Monday, November 14, 2011

Etched in Stone












I have been thinking about Donatello and Michelangelo. This is a very pleasant pass time. I wanted to go deeper with them. Not merely to study who they were, what they accomplished and attach my own meaning to their work, I wanted to experience the stone.

To further my experience with this study I decided to attempt a stone sculpture. Wow!

I have been working in collaboration with the sculptor Monty Taylor on stone and copper project which started as a charity sort of thing, happily, we liked it so much that we are continuing our efforts into other projects and it is so exciting. He offered me the opportunity to work in his studio on a stone project of my own. This is quite different than painting because there is no immediate gratification. Sculpting stone is a very slow process. I am not use to that. Because of my life style, I am usually able to start a painting and see it to the end in one sitting. Although even that is changing.

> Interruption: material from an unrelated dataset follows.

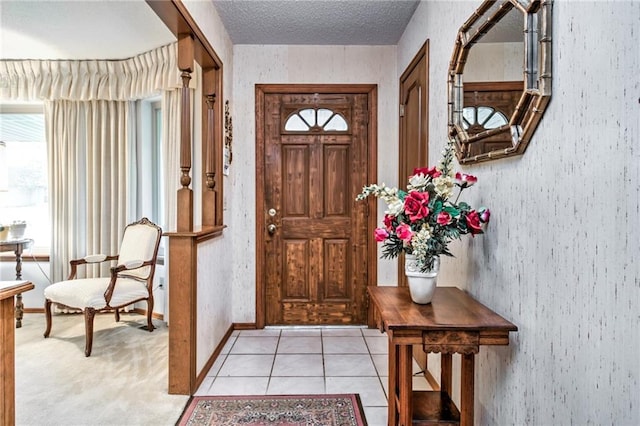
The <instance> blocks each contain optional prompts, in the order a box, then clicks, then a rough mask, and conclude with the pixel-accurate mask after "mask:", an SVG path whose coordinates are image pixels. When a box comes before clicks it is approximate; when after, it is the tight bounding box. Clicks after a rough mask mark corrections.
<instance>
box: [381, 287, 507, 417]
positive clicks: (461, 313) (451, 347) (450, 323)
mask: <svg viewBox="0 0 640 426" xmlns="http://www.w3.org/2000/svg"><path fill="white" fill-rule="evenodd" d="M368 292H369V296H370V297H371V301H372V302H373V303H372V307H373V309H374V317H375V318H376V321H377V323H378V326H379V328H380V329H381V330H383V331H386V332H387V335H388V337H389V419H388V424H389V425H392V426H396V425H400V426H408V425H411V424H412V423H413V422H414V421H416V422H418V424H457V423H458V421H457V419H456V418H457V416H458V414H457V408H456V407H455V405H453V402H451V401H450V399H451V390H452V364H453V363H452V355H453V354H454V353H459V354H461V357H462V360H461V374H460V412H459V424H460V425H462V426H472V425H473V414H474V407H473V404H474V375H475V354H476V353H478V351H479V349H480V346H481V345H508V344H509V332H511V331H517V330H518V328H517V327H516V326H515V325H514V324H512V323H511V322H509V321H507V320H506V319H504V318H502V317H501V316H500V315H498V314H496V313H495V312H493V311H492V310H490V309H489V308H487V307H486V306H484V305H482V304H481V303H479V302H478V301H476V300H475V299H473V298H472V297H471V296H469V295H468V294H467V293H465V292H463V291H462V290H460V289H458V288H456V287H438V288H437V289H436V292H435V295H434V297H433V301H432V302H431V303H430V304H428V305H419V304H416V303H413V302H412V301H411V297H410V295H409V290H408V288H407V287H369V288H368ZM413 345H422V347H423V349H424V351H425V352H427V353H429V352H435V353H441V354H442V356H441V378H440V391H439V392H433V391H432V392H415V395H414V392H413V391H412V388H411V381H412V380H411V379H412V346H413ZM414 399H416V400H415V401H414ZM418 402H419V403H420V404H418ZM423 406H425V407H423ZM449 407H451V408H450V410H451V411H450V410H449ZM414 411H419V412H420V413H419V414H420V415H421V416H425V418H424V419H423V420H424V422H423V423H420V422H419V421H418V420H417V419H414V416H413V415H414ZM431 416H436V417H438V416H443V417H444V418H440V417H438V419H436V420H434V419H432V417H431ZM449 416H451V417H449ZM427 418H428V419H429V420H427Z"/></svg>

But back to the stone. My project is an owl. I have had fun with it and time just suspends. Of course that is what happens when ever I spend time in the creative realm. And if you talk to most artists about what happens when they create they will describe this other world that has no bounds of time. Time does not exist.

I am sculpting my owl in Colorado Alabaster and I have plans to make her wings out of copper. When sculpting in stone the approach is different than clay and even further from the experience of painting.

With stone I am removing the unnecessary. Every day that I go to Monty's studio to work on my stone sculpture, I continue my effort to liberate the owl from the stone.